No college wants to be called a “suicide school,” as Cornell University was once known after several students jumped into the gorges that cut through the Ithaca campus. In 2010, at least six suicides occurred on campus across two semesters. Prior to that, however, Cornell had gone nearly five years without a student committing suicide. The University of Pennsylvania acquired a similar reputation after the suicides of Holleran and five other students last year.

Though such clusters are traumatic, and can be alarming to prospective students and parents, Schwartz said it’s important to keep the deaths in perspective -- a task he believes is difficult when a parent or student is simply looking at a number listed on a website.

The rate of suicide among college students is lower than that of the general population. Somewhere between 6 and 8 percent of college students report having serious suicidal thoughts, and between 1 and 2 percent of students will actually attempt suicide each year. The National Institute of Mental Health estimates that the rate of suicide among college students is about 7.5 per 100,000. The rate for the general population of young people ages 20 to 24 is about 13 per 100,000.

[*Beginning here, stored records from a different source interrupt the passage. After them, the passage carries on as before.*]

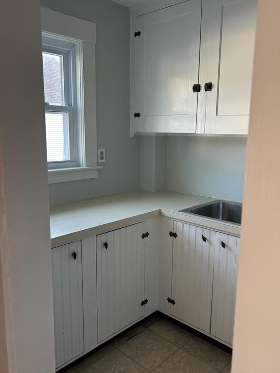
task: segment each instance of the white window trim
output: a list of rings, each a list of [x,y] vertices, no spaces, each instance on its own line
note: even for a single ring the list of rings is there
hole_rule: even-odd
[[[76,76],[81,76],[76,84],[78,103],[76,118],[81,121],[78,126],[77,140],[81,144],[78,154],[79,167],[51,169],[48,170],[49,183],[92,179],[98,177],[96,131],[96,95],[95,78],[95,23],[72,17],[50,9],[41,8],[42,30],[54,37],[65,36],[75,39],[78,63]],[[84,80],[83,77],[87,77]]]

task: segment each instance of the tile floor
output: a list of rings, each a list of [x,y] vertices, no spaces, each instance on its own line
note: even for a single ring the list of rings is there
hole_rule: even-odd
[[[152,316],[66,373],[230,373],[231,355]]]

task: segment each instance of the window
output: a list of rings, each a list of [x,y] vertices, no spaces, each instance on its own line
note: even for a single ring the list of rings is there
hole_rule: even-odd
[[[97,177],[95,23],[41,8],[49,182]]]
[[[49,168],[78,167],[75,141],[78,121],[74,119],[75,45],[43,35],[42,49]]]

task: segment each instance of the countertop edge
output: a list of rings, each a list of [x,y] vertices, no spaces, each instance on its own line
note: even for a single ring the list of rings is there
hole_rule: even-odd
[[[79,240],[92,235],[101,234],[110,230],[114,230],[127,225],[139,222],[142,220],[159,215],[179,220],[189,224],[193,224],[210,229],[218,231],[219,232],[222,232],[227,234],[231,234],[238,237],[240,236],[241,227],[221,223],[207,218],[196,218],[190,215],[185,215],[181,213],[170,211],[164,209],[157,209],[153,211],[128,217],[124,219],[120,219],[120,220],[116,220],[87,229],[53,237],[51,238],[52,247],[54,248],[73,242],[73,241]]]
[[[77,231],[71,233],[68,233],[63,236],[57,236],[51,238],[52,247],[56,247],[61,245],[66,244],[73,241],[78,241],[92,235],[98,235],[109,231],[113,231],[122,228],[123,226],[129,225],[139,222],[140,220],[158,216],[160,213],[159,209],[151,211],[128,217],[120,220],[115,220],[101,225],[96,225],[87,229]]]

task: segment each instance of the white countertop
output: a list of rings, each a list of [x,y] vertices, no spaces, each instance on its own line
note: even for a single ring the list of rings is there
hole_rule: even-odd
[[[240,236],[239,226],[178,212],[215,199],[175,192],[139,191],[52,206],[50,208],[52,245],[159,215]]]

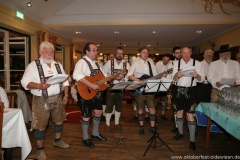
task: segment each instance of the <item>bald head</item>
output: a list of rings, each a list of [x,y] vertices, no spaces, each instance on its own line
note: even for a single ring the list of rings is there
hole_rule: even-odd
[[[113,53],[108,55],[108,60],[113,60],[114,58],[115,58],[115,55]]]

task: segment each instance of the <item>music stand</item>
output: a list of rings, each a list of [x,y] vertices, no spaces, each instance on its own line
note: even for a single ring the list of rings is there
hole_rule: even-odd
[[[157,133],[157,117],[158,117],[158,113],[157,113],[157,97],[158,97],[158,92],[160,91],[167,91],[170,84],[171,84],[171,81],[165,81],[166,79],[162,78],[161,80],[158,79],[158,80],[149,80],[148,82],[146,82],[146,88],[145,88],[145,92],[147,93],[151,93],[153,92],[154,93],[154,96],[155,96],[155,109],[156,109],[156,119],[155,119],[155,126],[154,126],[154,135],[147,141],[147,143],[149,143],[145,153],[143,154],[143,156],[146,155],[149,147],[152,147],[152,148],[157,148],[157,147],[160,147],[162,145],[165,145],[172,153],[173,150],[162,140],[162,138],[160,138],[159,134]],[[157,143],[156,143],[156,139],[159,139],[162,144],[157,146]],[[152,144],[153,143],[153,144]]]
[[[119,85],[119,83],[118,83],[118,85],[116,84],[115,86],[115,88],[114,88],[114,86],[113,86],[113,88],[112,88],[112,90],[121,90],[122,91],[122,93],[123,93],[123,90],[128,86],[129,84],[126,84],[126,83],[124,83],[124,82],[122,82],[122,85],[120,84]],[[122,121],[121,121],[121,116],[120,116],[120,126],[121,126],[121,128],[122,128]],[[135,157],[137,157],[138,158],[138,156],[136,155],[136,154],[134,154],[133,153],[133,151],[131,151],[126,145],[125,145],[125,143],[124,143],[124,141],[123,141],[123,136],[122,136],[122,130],[123,129],[121,129],[121,133],[120,133],[120,137],[119,137],[119,140],[117,141],[117,143],[112,147],[112,148],[110,148],[110,150],[108,150],[106,153],[104,153],[103,154],[103,156],[105,156],[107,153],[109,153],[110,151],[112,151],[114,148],[116,148],[119,144],[121,144],[121,145],[123,145],[127,150],[129,150]]]

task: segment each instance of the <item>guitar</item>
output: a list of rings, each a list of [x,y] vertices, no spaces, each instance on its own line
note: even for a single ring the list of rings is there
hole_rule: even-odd
[[[161,79],[161,78],[162,78],[162,75],[163,75],[164,73],[166,73],[166,74],[172,74],[172,71],[173,71],[173,69],[170,68],[170,69],[168,69],[167,71],[164,71],[163,73],[160,73],[160,74],[158,74],[158,75],[156,75],[156,76],[153,76],[153,77],[150,77],[149,75],[144,74],[144,75],[142,75],[142,76],[141,76],[140,78],[138,78],[138,79],[140,79],[140,80],[142,80],[142,81],[144,81],[144,82],[146,82],[147,80],[151,80],[151,79]],[[142,87],[140,87],[140,88],[138,88],[138,89],[136,89],[136,90],[129,90],[129,92],[130,92],[130,94],[133,95],[133,96],[139,96],[139,95],[142,95],[142,92],[144,91],[144,88],[145,88],[145,85],[142,86]]]
[[[78,81],[77,83],[78,92],[83,99],[90,100],[97,94],[97,92],[104,91],[108,87],[108,84],[105,82],[115,79],[119,74],[125,74],[126,72],[127,72],[126,69],[123,69],[119,71],[116,75],[112,75],[106,78],[102,73],[98,73],[93,77],[85,76],[85,78],[89,82],[99,85],[100,88],[97,90],[94,90],[88,87],[87,85],[85,85],[84,83],[82,83],[81,81]]]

“What rises as an immediate concern is that this may lead schools to overreact when they become aware of a student who has attempted suicide or has thought about it,” Schwartz said. “They might push them off campus, as to not have their statistics look bad, statistics that don’t really mean anything on an annual basis because of how much the numbers can fluctuate. Then once this starts to happen, you’ve created a situation where students won’t want to reach out for help.”